[proofplan]
We enlarge $A$ to a set closed under both the function symbols of $L$ and a chosen family of Skolem witness functions for all existential formulas. The closure is obtained by countably iterating these operations, and the cardinal bound follows because there are at most $|L|+\aleph_0$ formulas in finitely many variables and only finitely many arguments are used at each stage. The resulting set is the universe of an $L$-substructure of $\mathcal{N}$, and the chosen witnesses verify the Tarski-Vaught condition, which is then proved directly to avoid an external citation.
[/proofplan]
[step:Choose Skolem witnesses for existential formulas]
Let
\begin{align*}
\kappa := |A| + |L| + \aleph_0.
\end{align*}
Since $\kappa$ is infinite, adjoining finitely or countably many elements to a set of cardinality at most $\kappa$ preserves the bound $\kappa$.
Choose an element $b_0 \in N$, which exists because $\mathcal{N}$ is infinite.

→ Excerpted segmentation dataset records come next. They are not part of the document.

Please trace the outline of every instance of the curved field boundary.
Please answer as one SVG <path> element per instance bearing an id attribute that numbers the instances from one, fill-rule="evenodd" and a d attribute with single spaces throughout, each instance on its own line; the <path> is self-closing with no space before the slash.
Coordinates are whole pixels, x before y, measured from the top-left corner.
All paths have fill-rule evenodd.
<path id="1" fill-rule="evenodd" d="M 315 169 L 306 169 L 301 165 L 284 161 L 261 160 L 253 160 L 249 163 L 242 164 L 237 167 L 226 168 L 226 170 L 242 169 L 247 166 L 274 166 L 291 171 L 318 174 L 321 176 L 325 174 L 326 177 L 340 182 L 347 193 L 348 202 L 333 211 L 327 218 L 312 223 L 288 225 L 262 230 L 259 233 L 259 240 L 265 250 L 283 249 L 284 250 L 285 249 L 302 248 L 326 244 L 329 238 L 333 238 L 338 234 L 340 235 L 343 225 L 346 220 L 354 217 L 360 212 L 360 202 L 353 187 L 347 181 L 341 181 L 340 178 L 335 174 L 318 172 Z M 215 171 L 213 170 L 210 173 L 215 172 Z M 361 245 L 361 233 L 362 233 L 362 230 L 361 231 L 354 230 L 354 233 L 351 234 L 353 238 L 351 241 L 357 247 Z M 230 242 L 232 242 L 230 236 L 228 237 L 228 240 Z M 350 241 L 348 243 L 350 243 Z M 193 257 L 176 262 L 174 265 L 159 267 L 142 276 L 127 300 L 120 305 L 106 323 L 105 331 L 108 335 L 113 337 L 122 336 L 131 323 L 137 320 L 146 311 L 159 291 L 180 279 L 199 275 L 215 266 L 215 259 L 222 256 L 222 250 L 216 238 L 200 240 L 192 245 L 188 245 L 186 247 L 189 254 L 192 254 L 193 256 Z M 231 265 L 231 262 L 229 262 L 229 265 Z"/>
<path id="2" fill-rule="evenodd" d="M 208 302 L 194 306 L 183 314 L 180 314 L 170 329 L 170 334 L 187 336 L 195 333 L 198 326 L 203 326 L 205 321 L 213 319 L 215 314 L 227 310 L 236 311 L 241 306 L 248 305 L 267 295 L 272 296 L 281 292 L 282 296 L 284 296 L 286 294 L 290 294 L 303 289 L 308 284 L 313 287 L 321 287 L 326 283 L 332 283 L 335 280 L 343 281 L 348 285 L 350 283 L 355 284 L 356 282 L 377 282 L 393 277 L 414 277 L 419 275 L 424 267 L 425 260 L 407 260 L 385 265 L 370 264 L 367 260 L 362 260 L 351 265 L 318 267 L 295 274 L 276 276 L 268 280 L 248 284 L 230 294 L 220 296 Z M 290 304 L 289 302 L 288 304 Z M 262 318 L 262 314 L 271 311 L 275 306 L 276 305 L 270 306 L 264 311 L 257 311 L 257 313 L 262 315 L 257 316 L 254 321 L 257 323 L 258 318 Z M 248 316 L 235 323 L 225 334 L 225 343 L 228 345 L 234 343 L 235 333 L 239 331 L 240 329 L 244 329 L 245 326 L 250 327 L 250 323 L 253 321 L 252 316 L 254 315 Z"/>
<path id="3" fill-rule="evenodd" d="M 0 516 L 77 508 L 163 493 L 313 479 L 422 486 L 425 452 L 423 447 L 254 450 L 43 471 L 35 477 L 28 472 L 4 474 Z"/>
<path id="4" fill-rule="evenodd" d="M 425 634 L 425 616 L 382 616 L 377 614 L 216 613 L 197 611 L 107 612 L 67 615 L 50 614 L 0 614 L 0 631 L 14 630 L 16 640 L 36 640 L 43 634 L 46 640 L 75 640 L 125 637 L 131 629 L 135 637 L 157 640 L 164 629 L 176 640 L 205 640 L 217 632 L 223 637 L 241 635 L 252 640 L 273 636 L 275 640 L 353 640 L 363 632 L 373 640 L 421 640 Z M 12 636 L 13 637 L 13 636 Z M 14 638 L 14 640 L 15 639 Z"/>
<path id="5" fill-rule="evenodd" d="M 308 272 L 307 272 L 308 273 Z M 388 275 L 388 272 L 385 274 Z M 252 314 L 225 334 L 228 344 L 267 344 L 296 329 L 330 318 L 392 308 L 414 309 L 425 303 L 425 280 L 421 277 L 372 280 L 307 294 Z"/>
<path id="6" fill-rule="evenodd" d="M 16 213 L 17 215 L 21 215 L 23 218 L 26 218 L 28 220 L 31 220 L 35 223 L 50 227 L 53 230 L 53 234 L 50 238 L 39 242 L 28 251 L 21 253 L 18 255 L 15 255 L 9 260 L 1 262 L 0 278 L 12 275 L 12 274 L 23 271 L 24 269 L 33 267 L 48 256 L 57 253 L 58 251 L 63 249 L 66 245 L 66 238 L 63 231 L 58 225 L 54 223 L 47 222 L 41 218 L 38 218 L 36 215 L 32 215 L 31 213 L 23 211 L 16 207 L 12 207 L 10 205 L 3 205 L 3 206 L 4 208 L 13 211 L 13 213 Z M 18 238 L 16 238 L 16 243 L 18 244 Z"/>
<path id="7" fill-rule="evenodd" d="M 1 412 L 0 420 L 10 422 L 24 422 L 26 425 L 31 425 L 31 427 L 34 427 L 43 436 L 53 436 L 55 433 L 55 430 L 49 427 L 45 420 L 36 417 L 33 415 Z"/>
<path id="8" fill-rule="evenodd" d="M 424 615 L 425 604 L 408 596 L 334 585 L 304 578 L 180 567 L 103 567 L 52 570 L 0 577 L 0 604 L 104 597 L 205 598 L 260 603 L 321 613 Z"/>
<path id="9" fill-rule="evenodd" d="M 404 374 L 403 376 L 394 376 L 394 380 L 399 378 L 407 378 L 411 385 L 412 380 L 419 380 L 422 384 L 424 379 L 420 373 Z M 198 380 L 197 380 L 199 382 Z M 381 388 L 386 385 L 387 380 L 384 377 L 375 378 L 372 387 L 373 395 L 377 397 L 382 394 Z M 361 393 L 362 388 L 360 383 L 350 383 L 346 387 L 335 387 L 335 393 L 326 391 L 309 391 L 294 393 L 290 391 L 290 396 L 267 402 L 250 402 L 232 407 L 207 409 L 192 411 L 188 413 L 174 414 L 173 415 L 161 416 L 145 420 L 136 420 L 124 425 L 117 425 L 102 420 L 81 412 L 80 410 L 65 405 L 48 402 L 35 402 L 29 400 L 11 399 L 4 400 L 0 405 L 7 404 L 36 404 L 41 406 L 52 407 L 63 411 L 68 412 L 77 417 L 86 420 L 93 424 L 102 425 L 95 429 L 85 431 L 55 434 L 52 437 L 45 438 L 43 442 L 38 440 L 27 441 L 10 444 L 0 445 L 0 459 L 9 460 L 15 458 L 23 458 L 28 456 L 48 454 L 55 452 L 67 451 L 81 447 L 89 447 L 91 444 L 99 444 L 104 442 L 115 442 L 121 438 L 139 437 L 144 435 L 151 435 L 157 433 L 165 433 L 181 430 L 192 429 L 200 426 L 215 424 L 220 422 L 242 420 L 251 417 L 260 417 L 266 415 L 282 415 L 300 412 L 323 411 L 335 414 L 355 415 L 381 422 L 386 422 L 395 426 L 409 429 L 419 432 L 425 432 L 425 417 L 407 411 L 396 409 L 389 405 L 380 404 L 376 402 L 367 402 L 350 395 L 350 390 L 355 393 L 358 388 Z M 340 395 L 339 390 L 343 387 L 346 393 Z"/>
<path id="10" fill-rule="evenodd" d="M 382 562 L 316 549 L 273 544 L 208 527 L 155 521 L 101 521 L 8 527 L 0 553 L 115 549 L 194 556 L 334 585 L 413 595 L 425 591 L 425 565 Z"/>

Let $\Phi$ denote the set of all $L$-formulas of the form $\varphi(y,x_1,\dots,x_n)$, where $n \in \mathbb{N} \cup \{0\}$ and the displayed variables include all free variables of $\varphi$. The usual recursive construction of first-order formulas gives
\begin{align*}
|\Phi| \leq |L| + \aleph_0 \leq \kappa.
\end{align*}
For each $\varphi(y,x_1,\dots,x_n) \in \Phi$, choose a function
\begin{align*}
F_\varphi: N^n &\to N
\end{align*}
with the following property: for every tuple $(a_1,\dots,a_n) \in N^n$, if
\begin{align*}
\mathcal{N} \models \exists y\,\varphi(y,a_1,\dots,a_n),
\end{align*}
then
\begin{align*}
\mathcal{N} \models \varphi(F_\varphi(a_1,\dots,a_n),a_1,\dots,a_n).
\end{align*}
If no such $y$ exists, define $F_\varphi(a_1,\dots,a_n) := b_0$. This choice is possible by the [axiom of choice](/page/Axiom%20of%20Choice), applied independently to the nonempty witness sets
\begin{align*}
\{c \in N : \mathcal{N} \models \varphi(c,a_1,\dots,a_n)\}.
\end{align*}
[guided]
The purpose of this step is to build, in advance, a witness-selection mechanism for every possible existential formula. Fix
\begin{align*}
\kappa := |A| + |L| + \aleph_0.
\end{align*}
This is the target size bound. Since $\kappa$ is infinite, finite powers, countable unions, and multiplication by at most $\kappa$ many choices will remain bounded by $\kappa$.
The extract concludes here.